Inutile de tergiverser, cette fille arrive à point nommé.

Mais, d'elle, il ne sait rien.

Du moins, il ne sait que ce qu'elle a bien voulu dire à Martin.

Parler de cette gosse, c'est comme parler d'un spectre. Sa présence flotte partout et pourtant, personne ne la voie nulle part.

En réalité, l'Ophélie de Martin lui donne la chair de poule. Pas qu'il croit aux fantômes ! Non, il a passé l'âge...

Mais, quand même ! On ne relève pas un homme en une semaine.

On ne débarque pas dans la vie d'un parfait inconnu, la bouche en cœur et les jambes en « V » pour tout redresser sans y avoir un intérêt.

Et puis, pourquoi tout ce mystère autour de son passé, autour  de son présent ?

Qui refuse de parler de lui-même à plus forte raison quand on lui en donne l'occasion ?

Personne n'est aussi secret s'il n'a rien à cacher, pas vrai ?

L'abnégation à ses limites et les limites ont tendance à être vite franchies.
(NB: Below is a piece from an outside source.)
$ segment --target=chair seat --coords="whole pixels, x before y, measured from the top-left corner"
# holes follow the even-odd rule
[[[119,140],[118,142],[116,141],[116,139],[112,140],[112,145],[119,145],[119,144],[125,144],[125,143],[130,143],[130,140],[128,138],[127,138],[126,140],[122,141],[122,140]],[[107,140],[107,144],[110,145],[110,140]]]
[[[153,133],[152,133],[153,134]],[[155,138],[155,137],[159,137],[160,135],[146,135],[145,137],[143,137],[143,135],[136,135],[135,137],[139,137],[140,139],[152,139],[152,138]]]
Sur le sujet, il en connait un rayon.  Et  ce rayon  là,  ne  fait  pas dans la  dentelle !

Alors, certes ! Tout indique pour le moment qu'elle est bénéfique à son poulain. Mais, Paolo ne peut s'empêcher de douter de sa sincérité. En ce bas monde, rien n'est gratuit. Les louves ont les dents longues. D'ailleurs, dans la version italienne, le Chaperon Rouge finit par triompher de la bête.

Non. Ne jamais se fier à l'apparente candeur de l'innocence.
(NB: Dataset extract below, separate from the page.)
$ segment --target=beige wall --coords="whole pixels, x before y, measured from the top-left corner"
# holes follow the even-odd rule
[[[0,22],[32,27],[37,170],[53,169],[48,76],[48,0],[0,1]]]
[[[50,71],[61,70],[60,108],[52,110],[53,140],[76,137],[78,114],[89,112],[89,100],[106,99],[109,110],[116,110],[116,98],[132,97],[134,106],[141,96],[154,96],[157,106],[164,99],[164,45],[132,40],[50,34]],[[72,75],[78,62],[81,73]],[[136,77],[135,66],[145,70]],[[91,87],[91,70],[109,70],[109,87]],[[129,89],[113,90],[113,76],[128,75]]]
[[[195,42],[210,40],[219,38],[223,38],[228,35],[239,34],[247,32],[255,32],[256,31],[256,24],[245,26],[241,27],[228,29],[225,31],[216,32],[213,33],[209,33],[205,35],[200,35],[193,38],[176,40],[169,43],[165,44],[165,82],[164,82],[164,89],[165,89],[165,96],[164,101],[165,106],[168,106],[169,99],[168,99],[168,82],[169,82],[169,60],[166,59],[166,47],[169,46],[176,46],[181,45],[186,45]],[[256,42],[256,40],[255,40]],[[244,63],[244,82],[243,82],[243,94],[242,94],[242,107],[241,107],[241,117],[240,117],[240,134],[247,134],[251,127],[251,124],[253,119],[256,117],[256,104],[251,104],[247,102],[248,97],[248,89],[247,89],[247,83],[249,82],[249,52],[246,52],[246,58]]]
L'innocence, ça n'existe pas. Ça n'existe plus ....

Martin tapote de ses longs doigts le revers en cuir du canapé rouge.

Il se lève brusquement. Il fouille un instant au milieu des Verlaine écornés, des Hemingway jaunis.
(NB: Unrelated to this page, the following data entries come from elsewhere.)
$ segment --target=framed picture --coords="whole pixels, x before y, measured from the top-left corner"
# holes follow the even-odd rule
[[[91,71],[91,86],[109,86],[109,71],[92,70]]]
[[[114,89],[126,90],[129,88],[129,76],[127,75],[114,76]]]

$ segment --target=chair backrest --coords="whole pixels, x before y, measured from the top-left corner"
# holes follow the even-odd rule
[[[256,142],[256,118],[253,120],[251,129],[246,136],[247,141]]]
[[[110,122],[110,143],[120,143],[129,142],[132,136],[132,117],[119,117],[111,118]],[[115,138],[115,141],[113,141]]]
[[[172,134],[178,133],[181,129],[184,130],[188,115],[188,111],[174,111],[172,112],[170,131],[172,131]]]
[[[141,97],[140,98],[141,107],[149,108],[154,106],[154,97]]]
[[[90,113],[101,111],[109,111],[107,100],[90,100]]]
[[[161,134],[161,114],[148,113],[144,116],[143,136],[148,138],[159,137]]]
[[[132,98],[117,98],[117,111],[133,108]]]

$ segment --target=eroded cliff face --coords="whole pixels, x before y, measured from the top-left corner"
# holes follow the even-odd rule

Paolo  le  regarde faire sans  broncher.

Martin extrait quelques feuillets griffonnés.

Il les tend à Paolo.

Paolo en parcourt un.

Puis, deux.

Puis, trois.

Il n'essaie même pas de contenir son sourire.

Il passe en revue l'ensemble des compositions. Il trébuche de temps à autre sur les hiéroglyphes en pattes de mouche. Cette écriture précise, incisive qui fait la qualité de Chevalier.

"Cazzo*!" Il tient enfin le sésame qui ouvrira le cœur du public.

- Tu as la musique qui va avec ? murmure-t-il, la gorge serrée par l'excitation.

L'impassible Martin, l'indécrottable taciturne se contente d'appuyer sur l'un des boutons de son synthétiseur.

Les notes s'élèvent.

Par delà la simple esquisse mélodique, le manager entrevoit déjà le chef-d'œuvre commercial.

Fébrile, il compose un numéro sur son cellulaire.

Que fait-il ?

Il réserve le studio, bien sûr !

- HORS DE QUESTION ! gronde le chanteur.

- Comment ça, HORS-DE-QUESTION ?

Ne comprend-t-il pas ? Ce genre de textes, c'est sur le moment qu'il faut l'enregistrer. Parce qu'il le connait trop bien, Martin ! Demain, ou après demain, dans peu de temps quoi qu'il en soit, le chanteur aura perdu son aura. Il aura perdu cette inspiration qui le tient par les tripes ! Il aura perdu le ton juste et épuré, les mots vrais, ceux qui parlent au public ! Tout ça peut disparaitre dans la seconde de la désillusion.

Chevalier lui arrache son trésor des mains:

       -  Rien  à  foutre !

A le voir ainsi, arpenter de long en large la pièce, les cheveux en bataille et le l'œil exorbité, Paolo a l'impression d'avoir à faire à un fou.

Oui. C'est certain!  Ophélie est un danger.

Si elle a su ressusciter le génie, elle a aussi su le capturer.

Elle tient la bouteille. Il est à sa merci.

Il ne s'en rend probablement pas compte : pourtant c'est inscrit en lettre capitale dans son prénom. Penchée sur le parapet, Ophélie va sombrer ...

..............................................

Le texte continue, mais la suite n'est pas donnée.